When a team has their backs against the wall, things can get a little testy out there as emotions run high and cooler heads don’t always prevail.
Fortunately for the Yankees in their ALDS clinching win on Thursday night in Kansas City, when that moment of desperation from the Royals arrived and the benches and bullpens emptied onto the field for a meeting of the minds, the tension never spilled past a simmer.
With the Yanks ahead 3-0 and Gerrit Cole seemingly in cruise control in the bottom of the sixth inning, Maikel Garcia notched the home side’s third hit of the night to lead off the frame. The unflappable Yanks ace got Michael Massey to hit a grounder to first where Jon Berti – making his second career start at the position – deftly snared the bouncer, touched the bag and fired to Anthony Volpe at second base.
After the ball reached the Yankee shortstop for a tag play with Garcia, barreling down, but still a handful of feet from the bag, is where the interpretations of events begin to differ.
“Volpe had the ball, blocked the bag, Maikel probably didn’t care for that too much and then it got a little chippy,” Royals manager Matt Quatraro said after the game.
“I don’t know,” Yanks manager Aaron Boone said. “I’m still not even sure who… I have no idea, honestly.”
What did occur: Garcia’s feet-first slide was close to the bag, Volpe’s tag with his glove hand and right hand extended made contact with the runner’s upper body – the right elbow of the shortstop connected with the chin of the slider – and the out was recorded for a 1-6 double-play.
“If there was some kinda upset over the slide or whatever,” the victorious Boone said. “We could just go back and show a little Hal McRae – Willie Randolph and we’ll all laugh at ourselves.”
After both players got to their feet, Volpe tapped Garcia on his chest with his glove. Garcia looked at Volpe, but didn’t appear to say anything. And as the Royals’ man headed back toward the dugout, Volpe gave him a few extra taps with his right hand on the back.

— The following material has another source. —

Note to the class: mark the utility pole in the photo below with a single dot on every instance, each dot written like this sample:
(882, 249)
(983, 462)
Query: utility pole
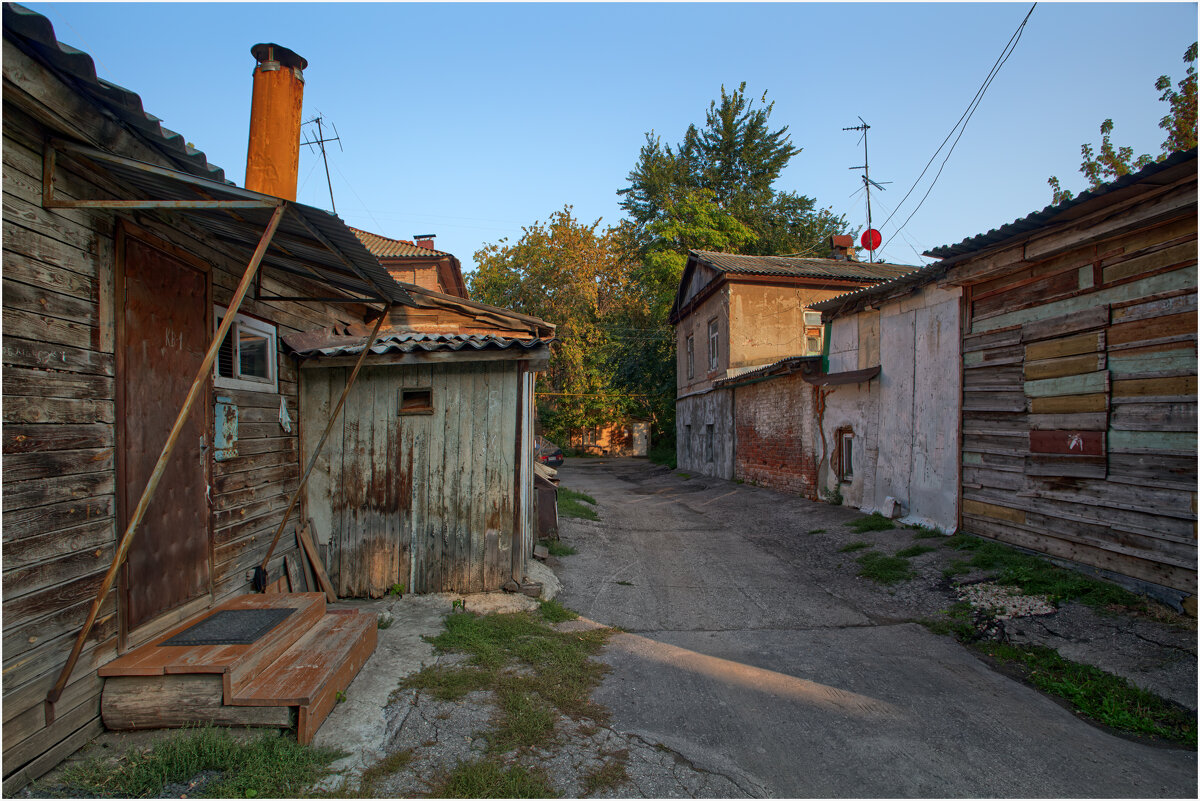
(321, 143)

Then, Garcia turned toward Yankees third baseman Jazz Chisholm Jr. – a new villain in Kansas City – who had walked toward the base and must have given his two cents on the play. A conversation ensued that quickly got the attention of second base umpire Roberto Ortiz, who extended his left hand toward Chisholm and had his right around the midriff of Garcia.
“I just felt like he tried to go and injure Volpe because he was being a sore loser,” Chisholm said after the game, via Bryan Hoch. “He was talking a lot on Instagram and Twitter and stuff. I do the same thing, but I’m not gonna go and try and injure somebody if they’re winning a game.
“And I didn’t like that so I told him we don’t do that on this side and I’m always gonna stick up for my guys.”
With Volpe and the Yankees infield waving Garcia back to the first base dugout and second baseman Gleyber Torres’ arm around the Royals third baseman escorting him off the field in a gentlemanly fashion, other Yankees fielders ambled toward the fracas. And that is when the benches emptied and the bullpens cleared.
There was no incident when both teams congregated between first and second with the majority of players trying to calm things down.
Chisholm appeared to be the most agitated of anybody but assistant pitching coach Desi Druschel walked the third baseman away from the sea of humanity, which soon dissipated.
Of course, Kansas City managed to follow up the twin-killing with back-to-back hits, the second of which was Vinnie Pasquantino’s RBI double to the left-center gap that scored their only run of the game.
But, in the end, the skirmish was much like the Royals’ offense in Game 4: punchless.